An advantage of laser heating is that ideas involving lasers can be tested on multiple facilities across the country, allowing a much larger number of tests per year than is possible on the unique Z facility.

“It should easily be possible to do more than 200 laser shots a year split among the Z-Beamlet, OMEGA, and OMEGA-EP facilities, in contrast to the two dozen or so integrated MagLIF experiments a year realistically possible on Z,” Dan says.

A new path in fusion research

The LLE’s OMEGA laser, funded and operated as a national user facility with more diagnostics than Z’s Beamlet laser, is expected to greatly speed the work. “OMEGA can fire 12 times per day and can also provide better diagnostic access,” says Jonathan Davies, a research scientist and leader of the effort at LLE. “The ARPA-E project will bring together the resources of Sandia and the LLE to work on the same project  with completely different techniques.”

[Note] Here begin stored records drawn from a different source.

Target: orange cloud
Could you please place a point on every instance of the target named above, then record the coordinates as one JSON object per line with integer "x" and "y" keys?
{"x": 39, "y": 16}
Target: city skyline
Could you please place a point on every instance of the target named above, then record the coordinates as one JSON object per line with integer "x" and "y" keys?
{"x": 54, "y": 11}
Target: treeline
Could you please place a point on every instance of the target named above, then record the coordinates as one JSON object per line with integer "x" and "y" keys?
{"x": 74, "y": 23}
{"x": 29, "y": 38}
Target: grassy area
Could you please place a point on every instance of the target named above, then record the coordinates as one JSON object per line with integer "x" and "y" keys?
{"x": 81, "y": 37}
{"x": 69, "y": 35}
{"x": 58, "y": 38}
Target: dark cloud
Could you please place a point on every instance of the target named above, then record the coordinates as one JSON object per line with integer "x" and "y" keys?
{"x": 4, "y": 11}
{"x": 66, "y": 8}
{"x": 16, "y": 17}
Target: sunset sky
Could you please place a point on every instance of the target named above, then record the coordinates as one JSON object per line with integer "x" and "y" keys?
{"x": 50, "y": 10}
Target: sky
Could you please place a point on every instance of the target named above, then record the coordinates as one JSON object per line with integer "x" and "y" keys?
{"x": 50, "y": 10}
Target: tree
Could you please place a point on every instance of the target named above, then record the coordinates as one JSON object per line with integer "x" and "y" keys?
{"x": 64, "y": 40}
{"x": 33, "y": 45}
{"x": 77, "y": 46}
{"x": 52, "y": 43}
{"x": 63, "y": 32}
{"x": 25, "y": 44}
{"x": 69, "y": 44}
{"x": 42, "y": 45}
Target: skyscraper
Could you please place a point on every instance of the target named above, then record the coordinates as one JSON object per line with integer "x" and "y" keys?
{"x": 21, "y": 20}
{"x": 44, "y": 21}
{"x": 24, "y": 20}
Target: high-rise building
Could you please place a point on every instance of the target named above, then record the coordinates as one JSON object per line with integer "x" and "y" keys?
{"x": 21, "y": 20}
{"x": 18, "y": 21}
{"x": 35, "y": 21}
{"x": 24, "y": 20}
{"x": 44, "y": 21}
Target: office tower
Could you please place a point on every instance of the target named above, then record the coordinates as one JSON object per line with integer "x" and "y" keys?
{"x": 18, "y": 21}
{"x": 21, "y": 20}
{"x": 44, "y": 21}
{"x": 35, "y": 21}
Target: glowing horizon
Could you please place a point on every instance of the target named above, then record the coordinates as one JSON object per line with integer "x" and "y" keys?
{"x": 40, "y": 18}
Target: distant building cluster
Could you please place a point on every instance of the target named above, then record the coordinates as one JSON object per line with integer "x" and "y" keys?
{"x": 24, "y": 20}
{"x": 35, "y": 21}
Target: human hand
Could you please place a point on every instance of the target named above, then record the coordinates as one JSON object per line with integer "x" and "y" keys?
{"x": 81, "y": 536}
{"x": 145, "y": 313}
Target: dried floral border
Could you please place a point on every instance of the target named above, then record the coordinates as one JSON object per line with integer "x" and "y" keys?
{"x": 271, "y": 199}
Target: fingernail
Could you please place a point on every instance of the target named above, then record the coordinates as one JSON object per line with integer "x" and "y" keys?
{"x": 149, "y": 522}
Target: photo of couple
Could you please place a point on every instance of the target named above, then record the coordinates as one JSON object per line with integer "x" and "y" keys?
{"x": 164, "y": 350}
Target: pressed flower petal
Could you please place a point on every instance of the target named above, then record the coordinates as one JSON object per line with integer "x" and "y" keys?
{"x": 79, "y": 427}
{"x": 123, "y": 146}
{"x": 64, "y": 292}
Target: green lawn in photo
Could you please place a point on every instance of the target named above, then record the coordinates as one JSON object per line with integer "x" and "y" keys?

 Integrated laser experiments, where 40 of OMEGA’s 60 beams are used to compress the liner as well as heat the magnetized fusion fuel it contains, are also part of the ARPA-E program. “These experiments will allow us to study MagLIF on a much smaller scale and at a faster rate than on Z,” says Davies. “If the small-scale MagLIF experiments are successful and accurately modeled, we will have demonstrated magneto-inertial fusion principles over a very broad range of energy, space, and time scales.”

The collaboration will study fusion in a relatively unexplored intermediate density regime between the lower-than-air density of magnetic confinement fusion, which uses magnetic field to contain fusing plasma, and the greater-than-solid density of ICF, which uses X-rays or direct laser illumination to crush pellets of fusion fuel over times less than a billionth of a second. “With this collaboration, we will apply our expertise to explore a new path in fusion research,” Davies says.

The work will consist of four parallel efforts: achieving fuel pre-heating; determining whether MagLIF can reach fusion conditions on Z and on the OMEGA laser; and validating simulations against experiments.